Parece bobagem, mas no futuro, para que mais pessoas não venham ser escravizadas com a nossa "ajuda", é preciso tomar este cuidado de saber quem está me vendendo. É preciso contar a história da feitoria das coisas a nossos mais jovens até pra incutir no seio deles o amor pelas coisas feitas com as próprias mãos. Precisamos do capitalismo, mas ele sufoca e distância, dou como exemplo o limão, que segundo eu li, vem da Turquia. Gosto tanto de limão que custo acreditar que não são endêmicos brasileiros, na mala de estórias junto com o rameleiro muitas coisas viajam, uma delas é a tia que é louca por mudinhas de plantas. E de visitas a casa de pobre, ninguém sai incólume sem antes tomar um cafézinho com bolo de cenoura ou torta de sardinha, ganhar um pintinho ou um filhote de gato ou cachorro e uma mudinha de manjericão, e se a arruda murchar um convite pra ir se tratar numa casa de santo, tratar o ori. Sagradas tias loucas por plantas, está bem na hora de questionarmos este mercado antes que a gente, com nossas boas intenções, coloquemos fim à floresta, com a última pá de cal nos territórios que são vitimados pelos exploradores. Lembre que no passado ser explorador já foi considerado ser herói, hoje não mais, lembre de Atlântida que sucumbiu numa ressaca quando seus habitantes perderam a humildade e passaram de comerciantes marinhos a conquistadores, invadiram regiões para além dos chamados pilares de Hércules, hoje estreito de Gibraltar. Dominaram diversos povos de partes de África e Europa, escravizaram povos nativos e seguiram avançando, expandindo até ameaçar a si mesma e sucumbir. Eles se perderam das estórias de quintal de suas bisas e da tão bela mitologia grega. Ninguém tolera agressão por tanto tempo, e há que se conhecer a língua do inimigo para entender que é preciso criar frentes de libertação. Basta de conquistadores da nossa humanidade, ela é inegociável!
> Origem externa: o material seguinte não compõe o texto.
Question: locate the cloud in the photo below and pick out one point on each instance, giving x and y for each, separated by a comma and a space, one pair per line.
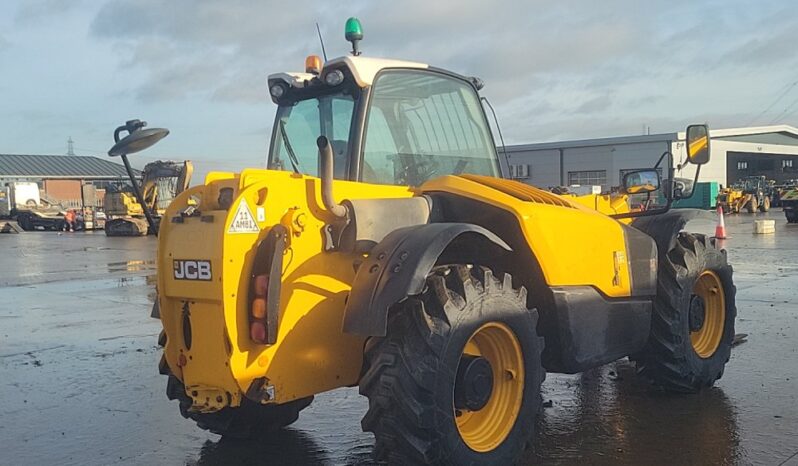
33, 11
551, 68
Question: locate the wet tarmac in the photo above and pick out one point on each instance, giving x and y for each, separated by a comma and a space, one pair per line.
79, 383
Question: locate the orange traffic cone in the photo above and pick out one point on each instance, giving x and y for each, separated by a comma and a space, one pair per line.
720, 230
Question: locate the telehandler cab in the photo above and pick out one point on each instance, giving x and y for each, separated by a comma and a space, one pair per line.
382, 248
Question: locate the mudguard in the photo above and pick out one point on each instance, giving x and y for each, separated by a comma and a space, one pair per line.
663, 228
398, 266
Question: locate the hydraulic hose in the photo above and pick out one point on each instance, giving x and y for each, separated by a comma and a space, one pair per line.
326, 158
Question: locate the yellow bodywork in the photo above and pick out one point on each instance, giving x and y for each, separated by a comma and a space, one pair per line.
575, 245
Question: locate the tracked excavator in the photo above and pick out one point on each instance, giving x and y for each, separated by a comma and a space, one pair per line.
161, 182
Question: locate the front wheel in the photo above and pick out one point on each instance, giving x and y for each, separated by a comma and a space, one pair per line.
692, 326
456, 380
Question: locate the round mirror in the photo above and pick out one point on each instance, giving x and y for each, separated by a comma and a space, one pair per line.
138, 141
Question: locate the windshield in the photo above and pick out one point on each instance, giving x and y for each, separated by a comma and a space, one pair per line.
297, 127
422, 125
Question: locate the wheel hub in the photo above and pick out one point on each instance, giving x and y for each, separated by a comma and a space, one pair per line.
474, 383
697, 313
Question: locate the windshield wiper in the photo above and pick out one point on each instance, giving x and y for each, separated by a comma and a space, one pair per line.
291, 154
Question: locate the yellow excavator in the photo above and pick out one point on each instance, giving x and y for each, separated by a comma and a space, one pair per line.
161, 182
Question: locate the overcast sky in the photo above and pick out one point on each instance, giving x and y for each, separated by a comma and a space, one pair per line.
553, 70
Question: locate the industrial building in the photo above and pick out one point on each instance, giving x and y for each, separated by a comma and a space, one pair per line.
737, 152
69, 180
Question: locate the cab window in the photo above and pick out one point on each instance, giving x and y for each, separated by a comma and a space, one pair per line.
422, 125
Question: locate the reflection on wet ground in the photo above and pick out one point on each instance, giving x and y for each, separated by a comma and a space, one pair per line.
79, 384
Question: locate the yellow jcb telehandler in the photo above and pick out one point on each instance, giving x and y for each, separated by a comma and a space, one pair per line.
383, 248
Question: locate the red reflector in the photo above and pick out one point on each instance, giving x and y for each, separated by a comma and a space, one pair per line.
257, 331
261, 285
259, 308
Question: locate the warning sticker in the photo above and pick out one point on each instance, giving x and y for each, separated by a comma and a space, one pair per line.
243, 221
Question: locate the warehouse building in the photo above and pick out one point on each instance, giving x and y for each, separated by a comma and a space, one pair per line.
69, 180
737, 152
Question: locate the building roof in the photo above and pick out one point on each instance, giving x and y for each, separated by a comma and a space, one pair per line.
777, 134
75, 167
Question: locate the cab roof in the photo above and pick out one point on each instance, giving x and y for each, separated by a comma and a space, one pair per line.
363, 69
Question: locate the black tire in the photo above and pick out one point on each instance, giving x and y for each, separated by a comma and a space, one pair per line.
752, 204
669, 359
410, 373
247, 421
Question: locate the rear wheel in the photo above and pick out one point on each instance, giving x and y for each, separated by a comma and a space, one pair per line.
250, 420
456, 380
692, 326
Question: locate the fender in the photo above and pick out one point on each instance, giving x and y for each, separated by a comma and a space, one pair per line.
398, 267
664, 227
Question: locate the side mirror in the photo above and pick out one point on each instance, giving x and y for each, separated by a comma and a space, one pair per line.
137, 139
683, 188
641, 182
698, 144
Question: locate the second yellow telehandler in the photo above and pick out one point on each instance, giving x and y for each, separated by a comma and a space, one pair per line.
383, 248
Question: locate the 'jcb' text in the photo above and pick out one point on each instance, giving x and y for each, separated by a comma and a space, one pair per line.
192, 270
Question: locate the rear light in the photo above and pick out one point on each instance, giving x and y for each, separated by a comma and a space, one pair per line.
264, 287
259, 308
257, 312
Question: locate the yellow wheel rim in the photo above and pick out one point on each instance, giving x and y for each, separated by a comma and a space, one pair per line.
484, 430
706, 339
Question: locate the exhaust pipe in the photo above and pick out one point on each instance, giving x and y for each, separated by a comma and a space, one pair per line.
326, 158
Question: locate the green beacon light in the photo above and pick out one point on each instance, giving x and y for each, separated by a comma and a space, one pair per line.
353, 32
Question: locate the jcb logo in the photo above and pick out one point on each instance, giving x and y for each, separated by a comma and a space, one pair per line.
192, 270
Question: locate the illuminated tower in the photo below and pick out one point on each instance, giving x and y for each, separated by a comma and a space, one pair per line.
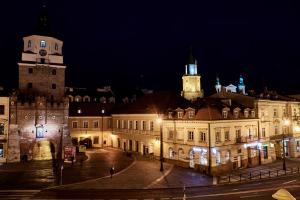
241, 85
191, 85
218, 86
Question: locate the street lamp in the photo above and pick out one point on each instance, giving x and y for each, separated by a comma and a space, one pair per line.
159, 121
286, 123
102, 113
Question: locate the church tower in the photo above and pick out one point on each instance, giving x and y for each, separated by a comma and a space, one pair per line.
218, 86
41, 69
191, 85
241, 85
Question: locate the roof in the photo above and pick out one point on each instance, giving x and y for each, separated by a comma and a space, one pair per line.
93, 109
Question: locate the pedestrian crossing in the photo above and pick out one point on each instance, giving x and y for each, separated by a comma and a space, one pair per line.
17, 194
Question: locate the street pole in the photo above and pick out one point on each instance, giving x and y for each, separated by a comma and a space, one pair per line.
161, 148
102, 113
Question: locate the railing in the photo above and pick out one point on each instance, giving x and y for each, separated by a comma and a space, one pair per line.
257, 175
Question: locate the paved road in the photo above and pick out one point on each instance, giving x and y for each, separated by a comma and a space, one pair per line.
40, 174
249, 191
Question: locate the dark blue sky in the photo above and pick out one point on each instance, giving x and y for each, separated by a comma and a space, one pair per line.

Afinal, não queremos mais nem estátuas destes tais exploradores de tanto que eles ferem as populações que são exploradas, por onde passam com sua sanha por progresso, asfalto e água de garrafa, com estórias de fome, sede e alimentos processados, sem se importar com os ambientes que passam a ser acometidos pela seca, miséria depois de sua passagem. Tem gente que conhece mais de mil plantas e estórias. Eu fico contente conhecendo as meia dúzia que tenho no quintal que já me dão um prazer imenso. Eu, que já faço sabonete há trinta anos, estou já há algum tempo pesquisando e descobri que é raro o lugar onde vende óleo essencial brasileiro, por que será? Que nossas estórias fogem de nós, quem as leva? Era pra ser só mais uma estória de bisa, mas não é. É sim um manifesto a favor da descolonização das práticas de cura, da soberania alimentar, e das nossas estórias regionais. Já temos nossas próprias fantasias, bruxas e folguedos para passar à frente. Faça sua parte, senão pode até ser que o rameleiro vá até você um dia destes, ele não bate na porta. Dúvidas? Volte ao início do texto.